Much of the unhelpful talk has come from well-intentioned folks with lots of responsibility on the subject. After a very public accident, people like the secretary of transportation or the FAA administrator will often reassure the public with soothing comments like “Safety is our No. 1 priority” or “There can be no compromise with safety.”
The assertions are meant to be comforting, and they are. They assure the public of the firm resolve by people in power to do better. The problem is they aren’t—and can’t be—true. You can’t start an engine without compromising safety. If safety were our No. 1 priority, we’d never move an aircraft. It would always be safer to stay put.
Clearly, flying is, in itself, proof that moving the aircraft ranks ahead of safety. The problem is that these little intellectual dishonesties tend to end thoughtful discussion on the subject.
A while back, an FAA administrator declared that there can only be one level of safety. It is a comforting thought that, no matter what aircraft you fly in, you are equally safe. But once again, it can’t be true. A multi-engine helicopter with ultrareliable turbine engines will always be more dependable and capable, or “safer,” than a single-engine piston training helicopter.
When noted Australian thought leader and avid helicopter pilot Dick Smith (with two around-the-world helicopter flights under his belt) was chairman of the Australian Civil Aviation Safety Authority, he steered people away from disingenuous talk about safety.

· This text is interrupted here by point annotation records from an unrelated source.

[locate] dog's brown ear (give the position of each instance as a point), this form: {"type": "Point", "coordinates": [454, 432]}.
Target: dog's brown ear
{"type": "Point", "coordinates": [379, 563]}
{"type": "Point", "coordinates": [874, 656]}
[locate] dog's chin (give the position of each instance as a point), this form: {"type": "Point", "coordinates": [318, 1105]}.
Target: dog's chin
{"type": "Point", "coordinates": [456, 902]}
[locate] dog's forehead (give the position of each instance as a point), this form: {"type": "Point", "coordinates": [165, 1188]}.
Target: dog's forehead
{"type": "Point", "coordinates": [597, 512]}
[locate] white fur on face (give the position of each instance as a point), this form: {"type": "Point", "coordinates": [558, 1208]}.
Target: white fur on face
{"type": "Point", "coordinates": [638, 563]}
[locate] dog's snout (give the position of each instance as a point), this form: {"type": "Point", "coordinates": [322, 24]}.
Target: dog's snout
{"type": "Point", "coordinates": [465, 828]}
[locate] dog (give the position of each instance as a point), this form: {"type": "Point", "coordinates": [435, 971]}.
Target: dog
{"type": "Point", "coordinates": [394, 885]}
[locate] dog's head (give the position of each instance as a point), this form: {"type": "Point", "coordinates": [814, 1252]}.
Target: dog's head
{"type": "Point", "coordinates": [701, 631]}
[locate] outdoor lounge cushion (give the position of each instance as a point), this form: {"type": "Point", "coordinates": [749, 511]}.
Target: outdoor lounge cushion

He shocked them instead by calling for “affordable safety.”
Smith’s point was that when safety becomes too expensive, there can be a net reduction in safety. When excessively expensive safety measures are mandated, say for transportation to offshore oil rigs, the cost of flying goes up. This could drive people to take the less expensive and less safe marine option instead, resulting in a net increase in risk to passengers.
Moreover, safety advice can even generate resistance. It can be preachy, with an off-putting air of smugness and superiority. When commenting on an accident, people commonly suggest that the pilot did not exercise proper judgment or sound aeronautical decision-making. This comes across as vague, demeaning criticism that contributes little positive guidance.
So what is the alternative?
We need to change our safety vocabulary. In nearly every case, it is more insightful and helpful to talk about how we can best manage the risks of helicopter aviation.
The concept of risk management suggests a proactive habit of identifying hazards, assessing their severity and likelihood, and mitigating those that pose real dangers. For helicopters in particular, it is time to adopt clear, straightforward, and honest discussion about managing risks.
A wonderful example is provided by HAI President and CEO Matt Zuccaro. His simple, clear recommendation for lowering the risk of a flight in deteriorating conditions? “Land the damn helicopter!”